Dans le contexte de la seconde guerre mondiale, puis de la guerre froide, une autre figure majeure entre au panthéon de la mythologie soviétique : celle du combattant partout exaltée dans les « vestibules » du métro. Œuvre de l'architecte Alexis Chtchoussev et du peintre Pavel Korine, la station Komsomolskaïa-koltsevaïa en offre l'un des plus somptueux exemples. Elle remportera d'ailleurs le premier prix à l'Exposition internationale de Bruxelles en 1958. Sous la voûte du hall central, huit mosaïques en émail évoquent les grands chefs militaires de l'histoire russe : Alexandre Nevski, le général Souvarov ou encore le prince Koutouzov. Ailleurs, les murs de la station Taganskaïa, surplombés d'une voûte à croisée d'ogives, sont ornés de quarante-huit bas-reliefs représentant des soldats de l'armée soviétique.

Du réalisme socialiste au néoclassicisme

En 1938, l'architecte Alexis Douchkine dessine pour la station Maïakovskaïa – qui remportera le grand prix de la Foire internationale de New York – un pavage en marbre de carrés rouges sur fond blanc.
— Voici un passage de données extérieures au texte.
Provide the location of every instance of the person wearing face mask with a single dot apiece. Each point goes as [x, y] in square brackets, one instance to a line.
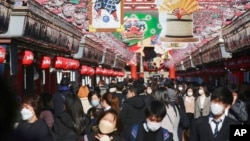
[215, 126]
[109, 127]
[150, 129]
[202, 103]
[31, 128]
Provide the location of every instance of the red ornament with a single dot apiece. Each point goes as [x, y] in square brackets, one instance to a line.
[2, 54]
[45, 62]
[84, 70]
[60, 62]
[99, 71]
[26, 57]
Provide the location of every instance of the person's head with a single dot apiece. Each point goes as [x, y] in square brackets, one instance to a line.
[155, 112]
[94, 98]
[149, 90]
[189, 91]
[30, 111]
[220, 100]
[233, 88]
[113, 81]
[132, 91]
[74, 108]
[120, 86]
[181, 87]
[139, 86]
[203, 90]
[64, 84]
[161, 94]
[101, 83]
[109, 122]
[108, 99]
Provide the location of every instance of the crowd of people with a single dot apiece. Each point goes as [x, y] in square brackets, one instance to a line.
[131, 110]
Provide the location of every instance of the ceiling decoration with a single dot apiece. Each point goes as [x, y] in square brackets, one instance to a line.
[208, 20]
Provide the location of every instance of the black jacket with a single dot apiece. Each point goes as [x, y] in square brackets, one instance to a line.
[201, 130]
[132, 111]
[62, 129]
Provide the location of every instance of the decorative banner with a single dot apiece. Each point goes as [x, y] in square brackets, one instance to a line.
[106, 16]
[137, 27]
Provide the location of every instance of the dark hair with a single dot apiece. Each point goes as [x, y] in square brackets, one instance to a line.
[139, 86]
[32, 100]
[119, 86]
[232, 87]
[205, 89]
[112, 100]
[133, 90]
[74, 107]
[91, 93]
[119, 125]
[161, 94]
[156, 108]
[222, 94]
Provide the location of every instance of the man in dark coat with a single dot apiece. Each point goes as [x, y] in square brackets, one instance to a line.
[214, 127]
[132, 110]
[59, 97]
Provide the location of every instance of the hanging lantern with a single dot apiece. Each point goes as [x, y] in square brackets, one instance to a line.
[26, 57]
[45, 62]
[2, 54]
[75, 64]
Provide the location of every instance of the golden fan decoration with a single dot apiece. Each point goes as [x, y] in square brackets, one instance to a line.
[179, 7]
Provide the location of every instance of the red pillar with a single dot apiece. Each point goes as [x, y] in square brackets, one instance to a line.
[172, 72]
[133, 70]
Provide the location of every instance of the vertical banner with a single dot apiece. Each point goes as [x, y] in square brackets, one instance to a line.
[106, 16]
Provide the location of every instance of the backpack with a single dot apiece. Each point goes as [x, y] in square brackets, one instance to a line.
[134, 132]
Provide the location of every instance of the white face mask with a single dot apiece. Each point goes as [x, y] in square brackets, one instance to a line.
[149, 91]
[189, 93]
[26, 114]
[180, 88]
[201, 92]
[217, 109]
[153, 126]
[95, 102]
[106, 127]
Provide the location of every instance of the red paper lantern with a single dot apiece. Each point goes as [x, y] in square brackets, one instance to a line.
[91, 71]
[98, 71]
[26, 57]
[45, 62]
[60, 63]
[104, 72]
[2, 54]
[75, 64]
[84, 70]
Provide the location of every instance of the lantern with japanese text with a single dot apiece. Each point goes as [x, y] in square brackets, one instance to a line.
[44, 63]
[26, 57]
[2, 54]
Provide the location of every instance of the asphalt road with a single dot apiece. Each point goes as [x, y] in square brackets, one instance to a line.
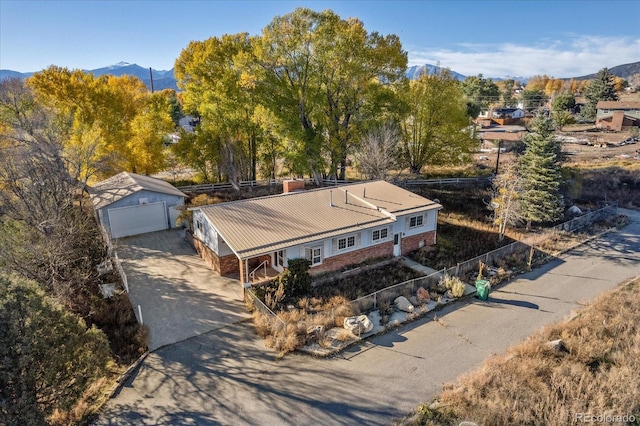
[228, 377]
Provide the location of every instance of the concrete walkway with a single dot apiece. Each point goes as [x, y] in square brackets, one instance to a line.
[228, 377]
[418, 267]
[179, 295]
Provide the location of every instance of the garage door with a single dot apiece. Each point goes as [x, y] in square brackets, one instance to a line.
[125, 221]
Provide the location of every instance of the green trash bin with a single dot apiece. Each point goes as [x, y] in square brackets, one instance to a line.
[482, 289]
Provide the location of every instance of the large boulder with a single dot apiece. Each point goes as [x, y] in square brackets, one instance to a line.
[358, 324]
[403, 304]
[422, 295]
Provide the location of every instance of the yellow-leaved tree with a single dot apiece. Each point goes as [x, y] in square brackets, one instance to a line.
[112, 123]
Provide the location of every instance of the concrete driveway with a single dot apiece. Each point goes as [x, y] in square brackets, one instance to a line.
[228, 377]
[179, 295]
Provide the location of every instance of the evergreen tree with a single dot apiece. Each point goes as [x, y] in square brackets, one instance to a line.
[603, 88]
[539, 169]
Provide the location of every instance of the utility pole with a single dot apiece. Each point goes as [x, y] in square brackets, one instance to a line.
[151, 77]
[498, 160]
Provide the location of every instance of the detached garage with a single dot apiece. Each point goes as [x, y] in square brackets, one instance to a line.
[131, 204]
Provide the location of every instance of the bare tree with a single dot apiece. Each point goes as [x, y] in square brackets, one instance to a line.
[505, 201]
[378, 151]
[45, 233]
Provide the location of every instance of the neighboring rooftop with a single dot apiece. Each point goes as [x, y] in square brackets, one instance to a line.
[618, 104]
[261, 225]
[124, 184]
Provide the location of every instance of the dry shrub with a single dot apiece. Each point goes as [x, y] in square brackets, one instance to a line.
[534, 384]
[93, 397]
[262, 323]
[344, 335]
[116, 318]
[309, 312]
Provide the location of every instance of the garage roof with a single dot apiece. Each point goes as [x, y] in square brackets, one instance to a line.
[124, 184]
[260, 225]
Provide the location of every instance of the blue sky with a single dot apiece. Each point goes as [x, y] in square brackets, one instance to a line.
[495, 38]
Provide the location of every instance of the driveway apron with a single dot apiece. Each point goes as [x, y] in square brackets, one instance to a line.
[178, 294]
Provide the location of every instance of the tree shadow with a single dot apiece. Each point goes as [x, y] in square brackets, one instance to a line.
[228, 377]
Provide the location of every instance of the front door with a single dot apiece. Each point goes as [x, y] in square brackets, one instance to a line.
[278, 260]
[396, 245]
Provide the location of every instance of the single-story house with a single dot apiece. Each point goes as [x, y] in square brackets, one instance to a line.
[500, 116]
[513, 113]
[331, 227]
[131, 204]
[616, 115]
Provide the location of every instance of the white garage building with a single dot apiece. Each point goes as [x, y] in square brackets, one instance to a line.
[131, 204]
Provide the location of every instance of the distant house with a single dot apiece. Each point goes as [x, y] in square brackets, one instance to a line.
[617, 115]
[496, 137]
[331, 227]
[499, 116]
[130, 204]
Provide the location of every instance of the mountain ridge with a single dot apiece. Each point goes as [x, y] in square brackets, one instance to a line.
[165, 79]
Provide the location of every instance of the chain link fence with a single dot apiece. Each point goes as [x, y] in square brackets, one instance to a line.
[254, 303]
[515, 252]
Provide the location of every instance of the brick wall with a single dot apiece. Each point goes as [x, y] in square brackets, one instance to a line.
[412, 243]
[353, 257]
[224, 265]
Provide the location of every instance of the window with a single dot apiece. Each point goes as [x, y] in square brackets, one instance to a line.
[379, 234]
[314, 255]
[346, 242]
[415, 221]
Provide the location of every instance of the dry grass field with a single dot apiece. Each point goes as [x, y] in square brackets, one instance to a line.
[594, 371]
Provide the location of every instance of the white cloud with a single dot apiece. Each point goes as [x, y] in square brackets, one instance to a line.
[576, 56]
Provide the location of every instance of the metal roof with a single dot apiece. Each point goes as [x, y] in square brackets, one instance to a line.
[262, 225]
[618, 105]
[124, 184]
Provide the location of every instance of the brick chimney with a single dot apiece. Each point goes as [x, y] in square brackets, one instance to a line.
[292, 185]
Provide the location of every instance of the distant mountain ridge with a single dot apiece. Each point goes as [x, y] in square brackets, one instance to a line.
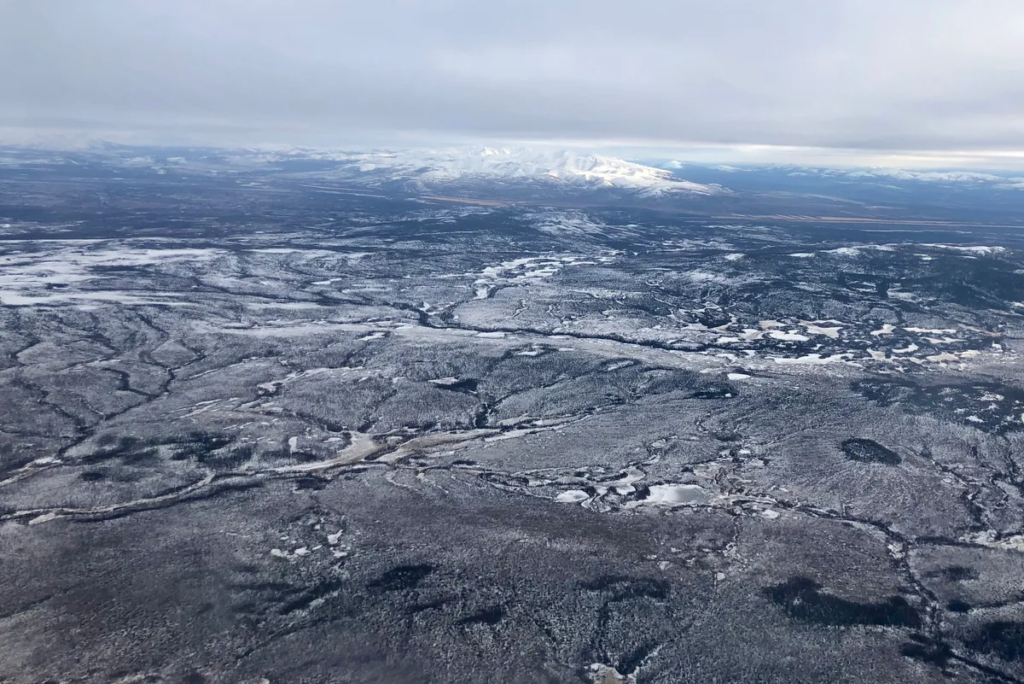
[505, 165]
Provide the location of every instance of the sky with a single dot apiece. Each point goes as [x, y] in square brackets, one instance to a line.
[914, 83]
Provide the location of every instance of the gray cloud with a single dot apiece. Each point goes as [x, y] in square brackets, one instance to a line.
[936, 75]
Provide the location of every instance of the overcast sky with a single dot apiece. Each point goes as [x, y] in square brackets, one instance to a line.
[850, 80]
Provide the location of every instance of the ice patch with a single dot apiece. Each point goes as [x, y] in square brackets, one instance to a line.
[572, 497]
[676, 495]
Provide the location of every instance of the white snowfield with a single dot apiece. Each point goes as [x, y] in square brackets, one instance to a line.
[521, 164]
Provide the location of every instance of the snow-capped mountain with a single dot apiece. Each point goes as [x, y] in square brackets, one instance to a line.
[509, 168]
[518, 164]
[961, 178]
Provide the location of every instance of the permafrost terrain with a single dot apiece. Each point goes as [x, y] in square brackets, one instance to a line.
[260, 425]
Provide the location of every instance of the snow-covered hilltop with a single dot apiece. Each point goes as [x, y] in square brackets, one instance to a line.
[507, 167]
[511, 164]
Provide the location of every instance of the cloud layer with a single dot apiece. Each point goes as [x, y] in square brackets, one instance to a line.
[873, 75]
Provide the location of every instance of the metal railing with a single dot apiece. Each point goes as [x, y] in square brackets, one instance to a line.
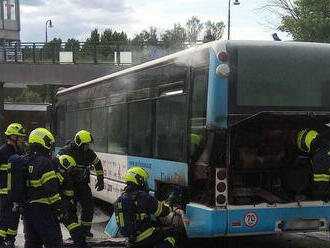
[116, 53]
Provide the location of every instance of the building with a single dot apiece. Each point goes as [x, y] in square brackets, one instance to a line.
[10, 26]
[30, 115]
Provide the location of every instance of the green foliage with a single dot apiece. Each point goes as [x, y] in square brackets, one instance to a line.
[193, 28]
[146, 37]
[215, 29]
[72, 45]
[307, 20]
[175, 37]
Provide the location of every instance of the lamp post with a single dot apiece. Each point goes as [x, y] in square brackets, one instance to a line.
[50, 25]
[235, 3]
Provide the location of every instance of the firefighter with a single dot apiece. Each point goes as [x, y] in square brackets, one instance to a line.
[8, 218]
[144, 234]
[84, 156]
[43, 204]
[64, 165]
[318, 150]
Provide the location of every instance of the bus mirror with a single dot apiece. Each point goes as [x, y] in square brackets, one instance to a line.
[223, 71]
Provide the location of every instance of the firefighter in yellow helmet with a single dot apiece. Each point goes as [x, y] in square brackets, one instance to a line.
[318, 149]
[9, 219]
[136, 225]
[64, 165]
[44, 203]
[84, 156]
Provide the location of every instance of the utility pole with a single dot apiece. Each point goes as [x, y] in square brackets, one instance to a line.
[2, 114]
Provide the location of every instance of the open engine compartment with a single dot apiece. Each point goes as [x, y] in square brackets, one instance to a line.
[265, 165]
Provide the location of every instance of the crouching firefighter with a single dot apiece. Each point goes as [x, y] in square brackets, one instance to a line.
[318, 149]
[84, 156]
[64, 165]
[133, 209]
[8, 218]
[44, 204]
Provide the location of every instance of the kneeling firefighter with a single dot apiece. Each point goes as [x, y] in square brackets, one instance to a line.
[133, 209]
[64, 165]
[318, 150]
[44, 204]
[8, 218]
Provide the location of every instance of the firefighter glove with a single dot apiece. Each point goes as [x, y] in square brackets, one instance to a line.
[100, 183]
Il rend tacitement hommage à Malevitch. Mais les références à l'avant-garde restent rares dans la décoration du métro. La lutte contre le « formalisme » – nom générique donné à l'art moderne par ses détracteurs staliniens – est déjà engagée depuis plusieurs années au bénéfice du réalisme socialiste. Dans le même temps s'opère un retour vers le passé. Ivan Fomine se fait ainsi le chantre du dorique rouge, forme épurée à l'extrême du néoclassicisme. Ses deux stations, Krasnye Vorota et Plochtchad Sverdlova, serviront de modèle à ses successeurs, soucieux de procéder à ce qu'on appelle alors « l'assimilation critique de l'héritage ».